Answer:
1a. increasing. It is increasing for all values of t.
1b. no. The population asymptotically approaches 40,000.
2. the sign of the slope of a reciprocal function is opposite the sign of the function's slope
Explanation:
Given the population function P(t) = 20(4t+3)/(2t+5), you want to know if the population is increasing or decreasing, and if the population will reach 50,000. You want to have an explanation of why the reciprocal of an increasing linear function is decreasing.
1. Population
The population function can be expanded to ...
P(t) = 40 -140/(2t+5)
a. Slope
As we know from question 2, the second term is increasing, hence the population function is increasing. (The basic reciprocal function is decreasing, but it is subtracted here, so the overall effect is an increasing function.)
b.

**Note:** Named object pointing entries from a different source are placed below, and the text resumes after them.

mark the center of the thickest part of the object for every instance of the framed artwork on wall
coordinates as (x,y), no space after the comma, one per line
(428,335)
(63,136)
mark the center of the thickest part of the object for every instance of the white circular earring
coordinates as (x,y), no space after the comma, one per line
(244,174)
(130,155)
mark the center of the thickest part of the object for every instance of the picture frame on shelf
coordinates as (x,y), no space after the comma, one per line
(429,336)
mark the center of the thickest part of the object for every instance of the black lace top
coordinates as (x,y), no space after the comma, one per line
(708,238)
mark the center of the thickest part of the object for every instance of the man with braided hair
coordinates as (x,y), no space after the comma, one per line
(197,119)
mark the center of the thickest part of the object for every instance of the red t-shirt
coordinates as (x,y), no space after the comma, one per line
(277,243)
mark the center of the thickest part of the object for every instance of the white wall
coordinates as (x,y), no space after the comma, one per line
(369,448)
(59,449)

Maximum
The magnitude of the second term of the above version of the population function starts at 28 for t=0 and decreases asymptotically to zero. Hence the population starts at 12000 and increases to an asymptote of 40,000. It will never reach 50,000.
2. Reciprocal function
The basic reciprocal function is f(x) = 1/x. It is decreasing everywhere it is defined. It is the reciprocal of a linear function with positive slope (an increasing function).

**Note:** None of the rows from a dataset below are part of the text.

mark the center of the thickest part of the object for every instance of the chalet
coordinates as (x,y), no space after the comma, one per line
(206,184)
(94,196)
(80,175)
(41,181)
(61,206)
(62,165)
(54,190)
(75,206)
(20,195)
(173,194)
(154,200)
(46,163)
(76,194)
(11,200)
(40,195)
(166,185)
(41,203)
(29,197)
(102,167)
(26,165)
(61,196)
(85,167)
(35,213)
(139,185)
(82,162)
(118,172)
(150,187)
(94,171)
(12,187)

Translation or vertical or horizontal scaling of the basic function (using positive scale factors) does not change the sign of the slope, either of the original linear function or of its reciprocal. Hence the reciprocal of an increasing function is decreasing.
Looking at derivatives, if f'(x) is positive, then the derivative of g(x) = 1/f(x) is ...
g'(x) = (-1/f(x)^2)f'(x)
That is, f(x)^2 is non-negative, and -f'(x) is negative, so the derivative g'(x) must be negative (wherever f(x)≠0). The reciprocal function is decreasing.